Is there a way for me to transform the unadorned xpath expression, after it’s been written, to inject a namespace prefix for each element name in the query?
I’m thinking, anything between two slashes, I could inject a prefix there. Excepting of course axis names like “parent::” and “preceding-sibling::” . And wildcards. That’s what I mean by “finagle a default namespace”.
Is this hack gonna work?
Addendum
Here’s what I mean. suppose I have an xpath expression, and before passing it to nav.Select(), I transform it. Something like this:
string FixupWithDefaultNamespace(string expr)
{
string s = expr;
s = Regex.Replace(s, "^(?!::)([^/:]+)(?=/)", "ns1:$1"); // beginning
s = Regex.Replace(s, "/([^/:]+)(?=/)", "/ns1:$1"); // stanza
s = Regex.Replace(s, "::([A-Za-z][^/:*]*)(?=/)", "::ns1:$1"); // axis specifier
s = Regex.Replace(s, "\\[([A-Za-z][^/:*\\(]*)(?=[\\[\\]])", "[ns1:$1"); // predicate
s = Regex.Replace(s, "/([A-Za-z][^/:]*)(?!<::)$", "/ns1:$1"); // end
s = Regex.Replace(s, "^([A-Za-z][^/:]*)$", "ns1:$1"); // edge case
s = Regex.Replace(s, "([-A-Za-z]+)\\(([^/:\\.,\\)]+)(?=[,\\)])", "$1(ns1:$2"); // xpath functions
return s;
}
This actually works for simple cases I tried. To use the example from above – if the input is the first xpath expression, the output I get is the 2nd one, with all the ns1 prefixes.
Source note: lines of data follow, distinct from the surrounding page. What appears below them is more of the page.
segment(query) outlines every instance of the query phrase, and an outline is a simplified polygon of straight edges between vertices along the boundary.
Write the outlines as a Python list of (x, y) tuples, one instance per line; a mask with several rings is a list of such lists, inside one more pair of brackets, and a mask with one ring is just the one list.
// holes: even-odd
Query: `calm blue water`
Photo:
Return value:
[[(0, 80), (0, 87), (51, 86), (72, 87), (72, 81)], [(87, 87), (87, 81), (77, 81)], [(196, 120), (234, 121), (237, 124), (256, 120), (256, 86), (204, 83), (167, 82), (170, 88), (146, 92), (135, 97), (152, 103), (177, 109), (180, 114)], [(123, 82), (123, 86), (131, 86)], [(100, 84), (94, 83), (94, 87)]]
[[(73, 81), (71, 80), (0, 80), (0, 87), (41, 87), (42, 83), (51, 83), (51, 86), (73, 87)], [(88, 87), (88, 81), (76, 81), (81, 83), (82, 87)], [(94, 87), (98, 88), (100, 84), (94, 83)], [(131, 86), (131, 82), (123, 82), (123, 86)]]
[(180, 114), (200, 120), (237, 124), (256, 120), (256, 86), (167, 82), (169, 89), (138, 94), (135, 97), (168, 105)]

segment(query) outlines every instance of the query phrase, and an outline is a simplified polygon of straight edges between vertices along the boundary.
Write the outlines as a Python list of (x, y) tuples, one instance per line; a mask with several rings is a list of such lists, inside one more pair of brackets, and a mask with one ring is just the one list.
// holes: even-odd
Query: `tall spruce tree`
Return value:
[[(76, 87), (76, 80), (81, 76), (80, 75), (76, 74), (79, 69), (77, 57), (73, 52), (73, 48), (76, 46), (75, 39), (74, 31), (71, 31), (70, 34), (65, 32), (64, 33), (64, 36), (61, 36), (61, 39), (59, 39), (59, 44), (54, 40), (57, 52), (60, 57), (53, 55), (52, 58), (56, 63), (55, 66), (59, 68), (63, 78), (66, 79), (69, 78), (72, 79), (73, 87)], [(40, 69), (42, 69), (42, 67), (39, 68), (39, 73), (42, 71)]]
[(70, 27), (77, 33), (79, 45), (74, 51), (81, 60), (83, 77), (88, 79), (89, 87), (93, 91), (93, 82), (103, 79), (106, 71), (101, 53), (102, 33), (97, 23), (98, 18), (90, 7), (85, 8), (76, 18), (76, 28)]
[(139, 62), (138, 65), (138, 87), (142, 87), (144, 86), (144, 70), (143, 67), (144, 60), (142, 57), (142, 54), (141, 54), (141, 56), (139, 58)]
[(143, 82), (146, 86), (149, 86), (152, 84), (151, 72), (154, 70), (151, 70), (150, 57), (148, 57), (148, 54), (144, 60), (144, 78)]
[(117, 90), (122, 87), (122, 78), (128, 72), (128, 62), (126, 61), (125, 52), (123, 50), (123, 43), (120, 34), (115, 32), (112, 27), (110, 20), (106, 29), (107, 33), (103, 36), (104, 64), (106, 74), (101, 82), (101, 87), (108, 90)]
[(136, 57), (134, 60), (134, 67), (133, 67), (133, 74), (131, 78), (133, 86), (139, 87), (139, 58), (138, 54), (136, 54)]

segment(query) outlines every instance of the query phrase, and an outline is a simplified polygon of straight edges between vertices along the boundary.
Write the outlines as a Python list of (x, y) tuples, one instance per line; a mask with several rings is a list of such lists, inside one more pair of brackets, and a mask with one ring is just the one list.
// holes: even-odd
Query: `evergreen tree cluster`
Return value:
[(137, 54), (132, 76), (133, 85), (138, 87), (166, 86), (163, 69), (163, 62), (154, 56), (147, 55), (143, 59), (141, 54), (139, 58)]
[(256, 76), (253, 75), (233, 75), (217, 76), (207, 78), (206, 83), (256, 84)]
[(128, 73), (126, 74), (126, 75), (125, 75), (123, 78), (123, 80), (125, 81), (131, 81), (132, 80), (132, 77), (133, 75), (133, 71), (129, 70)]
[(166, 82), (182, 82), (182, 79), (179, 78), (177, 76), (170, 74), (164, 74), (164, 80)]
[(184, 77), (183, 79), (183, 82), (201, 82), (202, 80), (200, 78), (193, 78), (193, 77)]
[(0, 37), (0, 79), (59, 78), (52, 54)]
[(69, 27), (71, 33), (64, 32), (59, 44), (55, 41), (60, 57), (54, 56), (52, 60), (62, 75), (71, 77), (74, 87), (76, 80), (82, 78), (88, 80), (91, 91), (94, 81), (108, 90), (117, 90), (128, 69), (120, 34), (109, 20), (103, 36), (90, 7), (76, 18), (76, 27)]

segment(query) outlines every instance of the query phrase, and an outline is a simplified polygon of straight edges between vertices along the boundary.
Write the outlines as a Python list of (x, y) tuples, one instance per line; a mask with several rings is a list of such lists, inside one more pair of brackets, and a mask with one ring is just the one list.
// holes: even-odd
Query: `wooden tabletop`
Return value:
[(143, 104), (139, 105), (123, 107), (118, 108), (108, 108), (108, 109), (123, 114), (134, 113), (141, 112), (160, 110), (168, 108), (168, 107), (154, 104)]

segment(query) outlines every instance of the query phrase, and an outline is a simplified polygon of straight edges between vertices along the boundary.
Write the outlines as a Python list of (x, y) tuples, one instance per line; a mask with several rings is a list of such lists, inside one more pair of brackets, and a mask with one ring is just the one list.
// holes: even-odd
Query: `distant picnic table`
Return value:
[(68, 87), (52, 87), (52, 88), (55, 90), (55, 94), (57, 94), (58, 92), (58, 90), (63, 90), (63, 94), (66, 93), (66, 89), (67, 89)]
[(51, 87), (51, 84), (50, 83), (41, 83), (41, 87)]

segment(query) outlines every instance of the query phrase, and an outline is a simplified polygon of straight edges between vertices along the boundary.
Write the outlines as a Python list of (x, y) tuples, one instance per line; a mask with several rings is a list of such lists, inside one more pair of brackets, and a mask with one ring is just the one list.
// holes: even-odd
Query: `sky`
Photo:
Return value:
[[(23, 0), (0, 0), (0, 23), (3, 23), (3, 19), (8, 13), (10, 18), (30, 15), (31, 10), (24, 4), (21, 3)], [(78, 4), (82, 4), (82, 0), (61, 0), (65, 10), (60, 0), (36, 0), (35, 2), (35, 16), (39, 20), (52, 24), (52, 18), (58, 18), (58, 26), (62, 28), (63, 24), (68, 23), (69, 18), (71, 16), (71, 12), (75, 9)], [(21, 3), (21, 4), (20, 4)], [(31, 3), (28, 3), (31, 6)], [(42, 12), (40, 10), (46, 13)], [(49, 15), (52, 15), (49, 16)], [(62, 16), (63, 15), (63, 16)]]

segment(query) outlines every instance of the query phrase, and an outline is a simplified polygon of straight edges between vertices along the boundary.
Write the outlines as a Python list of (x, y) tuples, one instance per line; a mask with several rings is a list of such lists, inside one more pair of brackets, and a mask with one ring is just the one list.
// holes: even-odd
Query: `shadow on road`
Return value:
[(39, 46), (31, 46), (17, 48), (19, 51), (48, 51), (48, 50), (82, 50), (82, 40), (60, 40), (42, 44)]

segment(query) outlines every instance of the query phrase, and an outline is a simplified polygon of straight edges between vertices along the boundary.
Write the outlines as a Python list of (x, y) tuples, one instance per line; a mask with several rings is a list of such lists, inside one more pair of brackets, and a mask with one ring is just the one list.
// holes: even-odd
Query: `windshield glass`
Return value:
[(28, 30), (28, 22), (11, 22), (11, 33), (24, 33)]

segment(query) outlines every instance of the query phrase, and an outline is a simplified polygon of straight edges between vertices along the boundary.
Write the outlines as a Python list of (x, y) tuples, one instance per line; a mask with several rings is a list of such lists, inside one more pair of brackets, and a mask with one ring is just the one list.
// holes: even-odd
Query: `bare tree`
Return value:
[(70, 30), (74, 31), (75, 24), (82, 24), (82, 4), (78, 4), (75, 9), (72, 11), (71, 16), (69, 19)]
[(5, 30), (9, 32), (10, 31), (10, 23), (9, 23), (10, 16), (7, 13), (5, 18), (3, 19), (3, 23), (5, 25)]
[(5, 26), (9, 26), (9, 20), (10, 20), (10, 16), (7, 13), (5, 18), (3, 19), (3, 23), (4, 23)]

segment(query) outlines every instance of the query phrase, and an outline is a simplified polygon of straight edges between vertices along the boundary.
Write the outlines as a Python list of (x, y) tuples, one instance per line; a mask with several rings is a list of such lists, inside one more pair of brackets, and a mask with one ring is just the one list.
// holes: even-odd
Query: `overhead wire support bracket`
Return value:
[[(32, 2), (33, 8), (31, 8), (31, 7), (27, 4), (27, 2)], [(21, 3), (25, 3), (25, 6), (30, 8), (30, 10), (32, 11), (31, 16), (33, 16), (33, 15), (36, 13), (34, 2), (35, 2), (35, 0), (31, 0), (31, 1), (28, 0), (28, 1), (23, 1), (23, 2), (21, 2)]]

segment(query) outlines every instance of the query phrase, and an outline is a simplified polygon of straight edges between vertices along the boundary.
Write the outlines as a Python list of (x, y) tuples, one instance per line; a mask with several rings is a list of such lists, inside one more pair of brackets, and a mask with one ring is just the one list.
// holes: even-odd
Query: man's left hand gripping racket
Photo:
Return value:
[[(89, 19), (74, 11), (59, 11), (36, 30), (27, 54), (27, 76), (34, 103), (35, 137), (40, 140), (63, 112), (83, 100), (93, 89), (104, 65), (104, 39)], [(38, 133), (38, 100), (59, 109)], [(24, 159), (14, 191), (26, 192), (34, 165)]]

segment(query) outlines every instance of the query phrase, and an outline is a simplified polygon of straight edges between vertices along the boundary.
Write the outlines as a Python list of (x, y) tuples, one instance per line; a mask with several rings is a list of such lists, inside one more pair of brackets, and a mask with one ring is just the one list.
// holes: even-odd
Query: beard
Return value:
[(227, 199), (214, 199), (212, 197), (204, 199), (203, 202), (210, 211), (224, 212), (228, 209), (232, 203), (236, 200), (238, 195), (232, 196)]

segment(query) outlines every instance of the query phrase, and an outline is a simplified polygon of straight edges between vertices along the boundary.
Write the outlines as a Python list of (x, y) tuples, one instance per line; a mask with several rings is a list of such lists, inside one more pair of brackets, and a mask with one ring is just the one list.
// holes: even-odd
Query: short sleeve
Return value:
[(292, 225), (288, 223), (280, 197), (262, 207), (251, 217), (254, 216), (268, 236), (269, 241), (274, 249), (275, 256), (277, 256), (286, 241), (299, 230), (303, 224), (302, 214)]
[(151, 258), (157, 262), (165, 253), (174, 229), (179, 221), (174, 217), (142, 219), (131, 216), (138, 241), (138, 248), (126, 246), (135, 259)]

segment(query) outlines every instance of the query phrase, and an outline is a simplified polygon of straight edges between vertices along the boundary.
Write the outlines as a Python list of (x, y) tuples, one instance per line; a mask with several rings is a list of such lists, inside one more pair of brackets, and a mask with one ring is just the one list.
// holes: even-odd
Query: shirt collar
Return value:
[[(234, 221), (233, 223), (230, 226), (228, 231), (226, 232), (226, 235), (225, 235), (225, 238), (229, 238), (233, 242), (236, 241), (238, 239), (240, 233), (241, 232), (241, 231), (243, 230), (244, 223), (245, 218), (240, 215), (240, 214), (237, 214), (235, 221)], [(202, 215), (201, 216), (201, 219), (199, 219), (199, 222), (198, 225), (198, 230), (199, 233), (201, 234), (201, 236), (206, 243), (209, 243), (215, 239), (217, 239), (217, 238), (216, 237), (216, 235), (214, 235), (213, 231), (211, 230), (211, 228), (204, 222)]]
The real question is, is it hopeless to expect this Regex.Replace approach to work, as the xpath expressions get more complicated?
If you know there is only one namespace (i.e. the XHTML namespace) and its defined as a default namespace then you can cheat by processing it with an XmlTextReader that is not namespace aware as follows:
That works for me and outputs “Example” so the path “html/body/h1” finds that “h1” element.
Other options are to run the input through some stylesheet first to strip namespaces and then process the transformation result with stripped namespaces.
And of course you could consider not to rely on the Microsoft XPath 1.0 implementation but move to third party XPath 2.0 or XQuery 1.0 implementations like Saxon or like XQSharp. Then you can define a default element namespace for your XPath or XQuery expressions and use paths without prefixes to select elements in the XHTML namespace.